糖尿病黄斑浮腫(とうにょうびょうおうはんふしゅ)では、糖尿病の治療と併せて目に対する治療を行うことで、症状の改善や安定・維持が期待できます。ただし病気自体が治るわけではないため、症状が落ち着いた後も継続して定期診察を受け、経過観察を行うことが大切です。糖尿病黄斑浮腫の治療中断によるリスクや、治療を継続するために知っておきたいことをご紹介します。
症状が改善したら治療は終了?
糖尿病黄斑浮腫では、糖尿病の治療に加えて、目に対する薬物療法、レーザー光凝固法、手術治療などを行うことで、症状の改善や視力の維持が期待できます。しかし、治療を受けても病気自体が治るわけではないため、症状が改善した後も、1〜数か月おきの定期的な経過観察と必要に応じた治療を受け続ける必要があります。たとえば薬物療法を選択した場合、年に数回、目に注射を打つことが一般的です。なお、治療の頻度は症状の改善に伴い減っていくことが予想されます。
また前提として、糖尿病黄斑浮腫は糖尿病によって起こる合併症"糖尿病網膜症(とうにょうびょうもうまくしょう)"の1つの型です。たとえ目の症状が改善したとしても、糖尿病治療の基本である血糖のコントロールを継続することも大切でしょう。
治療を中断することによるリスクは?
糖尿病黄斑浮腫は、症状が改善したからといって自己判断で治療を中断してしまうと、残っていた病変が悪化し再び症状が現れたり、気付かぬうちに病気が進行し、より重い症状が現れたりする恐れがあります。治療の間隔や期間は患者さんごとに異なるため、医師の指示に従って継続的に治療を受けるようにしましょう。
費用を理由にした治療中断を回避する手段
糖尿病黄斑浮腫の治療を受けるにあたって、患者さんが気にする点に“治療費用”があります。糖尿病や糖尿病黄斑浮腫の治療にかかる費用は、患者さんの病状や治療法によって大きく異なるため、一概に述べることはできません。しかし、中には通院や治療にかかる費用を減らすため、自己判断で受診を中断してしまう方もいらっしゃいます。
費用がかかることを理由に必要な治療を受けないでいると、病気が悪化し、視力の著しい低下や失明に至る恐れもあります。そうなれば、当初の予定よりもさらに高額な治療費がかかり、日常生活にも大きな負担がかかる可能性もあるでしょう。体の機能を維持し、治療費を最小限に抑えるためには、継続的に治療を受けることが大切です。
治療にかかる費用に困ったら制度の利用も検討を
糖尿病や糖尿病黄斑浮腫の治療費の負担が大きく、治療を受け続けることが不安な場合には、条件に応じて医療費助成制度の利用を検討してみるとよいでしょう。以下に、主な医療費の助成制度をご紹介します。
高額療養費制度
医療機関や薬局の窓口で支払った費用が、規定された1か月の上限額を超えた場合に、その超えた金額が国から支給される制度です。1か月の上限額は年齢や年収などによって異なります。また、入院中の食費や差額ベッド代など、費用に含まれないものもあるため、注意しましょう。

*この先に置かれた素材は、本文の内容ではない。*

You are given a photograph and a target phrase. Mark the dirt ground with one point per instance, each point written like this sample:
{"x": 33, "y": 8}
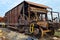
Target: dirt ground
{"x": 13, "y": 35}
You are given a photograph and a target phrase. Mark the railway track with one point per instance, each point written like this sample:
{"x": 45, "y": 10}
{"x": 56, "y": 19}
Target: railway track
{"x": 14, "y": 34}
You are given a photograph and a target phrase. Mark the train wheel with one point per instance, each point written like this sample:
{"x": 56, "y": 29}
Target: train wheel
{"x": 38, "y": 32}
{"x": 51, "y": 33}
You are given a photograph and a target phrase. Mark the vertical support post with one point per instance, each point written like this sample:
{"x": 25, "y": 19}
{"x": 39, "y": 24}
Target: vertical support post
{"x": 58, "y": 16}
{"x": 23, "y": 11}
{"x": 52, "y": 15}
{"x": 29, "y": 11}
{"x": 36, "y": 16}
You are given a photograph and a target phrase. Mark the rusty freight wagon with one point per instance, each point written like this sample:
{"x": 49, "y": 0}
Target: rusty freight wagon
{"x": 32, "y": 18}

申請する際は、患者さんの加入している公的医療保険に支給申請書を提出することが一般的です。
付加給付制度
健康保険組合がそれぞれ独自に行っている給付制度です。支給の条件や限度額などは組合や加入している公的医療保険の種類によって異なり、制度自体が設けられていない場合もあります。
詳しく知りたい場合は、自身の加入している健康保険組合・共済組合などに問い合わせるようにしましょう。
医療費控除
患者さん本人と生計を共にする親族(配偶者や子どもなど)の1年間に支払った医療費(一部の交通費や薬の費用を含む)のうち、10万円を超えた部分の所得税・住民税が控除される制度です。なお、年間の所得が200万円未満の世帯は、所得合計額の5%以上医療費を支払っていれば、医療費控除の対象となります。
控除を受ける場合は、確定申告を行ったうえ、領収書を5年間自宅で保存する必要があります。
治療を継続することで視力低下のリスクを防いで
糖尿病や糖尿病黄斑浮腫は完治という概念がなく、長期間にわたって治療を継続する必要がある病気です。治療によって一時的に症状が改善したとしても、血糖コントロールが悪くなることにより再発したり、無症状のうちに病気が進行していたりすることも少なくありません。そのため自己判断で治療を中断せず、医師の指示に従って定期的に通院することが大切です。
糖尿病黄斑浮腫がみられる場合、目安としては1〜2か月に一度は医療機関を受診することが推奨されます。焦らず、気長に治療を受ける姿勢を大切にしましょう。